I know how to check for strandedness on IGV, however, I am trying to determine this for hundreds of samples prepared by ~5 different groups (using IGV command line has been extremely difficult for me on my work computer). I have a suspicion that some of these are unstranded while most are stranded (I did a spot check using 5 CRAM files on the IGV GUI: 4 were stranded, 1 was not). With that, I generated htseq counts for all the samples, getting both unstranded and stranded counts for each.

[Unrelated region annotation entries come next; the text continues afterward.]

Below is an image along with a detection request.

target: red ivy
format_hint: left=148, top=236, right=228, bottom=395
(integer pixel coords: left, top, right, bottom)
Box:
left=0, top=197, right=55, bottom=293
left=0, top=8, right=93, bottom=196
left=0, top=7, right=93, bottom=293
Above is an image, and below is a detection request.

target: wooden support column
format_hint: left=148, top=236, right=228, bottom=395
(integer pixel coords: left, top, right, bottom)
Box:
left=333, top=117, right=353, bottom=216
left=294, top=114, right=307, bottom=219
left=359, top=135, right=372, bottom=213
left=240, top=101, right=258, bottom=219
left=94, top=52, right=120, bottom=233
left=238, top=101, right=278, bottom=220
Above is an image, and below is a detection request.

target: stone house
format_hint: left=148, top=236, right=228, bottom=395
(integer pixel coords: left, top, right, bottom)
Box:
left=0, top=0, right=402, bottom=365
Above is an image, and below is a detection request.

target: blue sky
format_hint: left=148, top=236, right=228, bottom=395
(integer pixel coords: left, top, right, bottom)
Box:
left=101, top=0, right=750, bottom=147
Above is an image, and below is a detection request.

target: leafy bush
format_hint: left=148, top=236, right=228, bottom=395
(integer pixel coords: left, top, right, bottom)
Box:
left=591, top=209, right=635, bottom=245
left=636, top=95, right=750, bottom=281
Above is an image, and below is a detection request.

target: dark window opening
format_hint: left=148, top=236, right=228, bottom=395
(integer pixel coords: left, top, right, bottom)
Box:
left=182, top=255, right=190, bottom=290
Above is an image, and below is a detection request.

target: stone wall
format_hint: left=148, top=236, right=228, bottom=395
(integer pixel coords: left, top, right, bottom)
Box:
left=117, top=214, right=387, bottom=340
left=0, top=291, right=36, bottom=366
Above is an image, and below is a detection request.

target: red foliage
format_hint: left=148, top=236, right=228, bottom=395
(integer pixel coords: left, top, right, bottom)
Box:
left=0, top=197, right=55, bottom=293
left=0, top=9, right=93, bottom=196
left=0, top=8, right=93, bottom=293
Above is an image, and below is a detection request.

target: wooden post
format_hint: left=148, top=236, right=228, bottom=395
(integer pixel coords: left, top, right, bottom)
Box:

I thought it would make sense to use sex genes to see if samples were prepared with a stranded or unstranded protocol.That being said, I organized the samples by gender and have isolated counts for the following sex genes: XIST, RPS4Y1, RPS4Y2, DDX3Y, and USP9Y. I'm seeing that those 4 that were stranded (3 females, 1 male) have counts in the XIST gene, which makes sense, but the females also have a few counts in some of the Y-chromosome genes. I'm seeing more nonsensical data when I look at the unstranded counts for these 4, so I feel like at least I'm on the right track with the library construction protocol. I'm not sure, however, why there are any counts at all in the Y chromosome genes for these 3 females.
Anyway, it's a long-winded, two part question, but I wanted to ask if anyone had a good way to determine strandedness on a large set of data using raw counts, and how I can make sense of the counts I'm seeing for some of the females - is this perhaps contamination? Thanks for the help!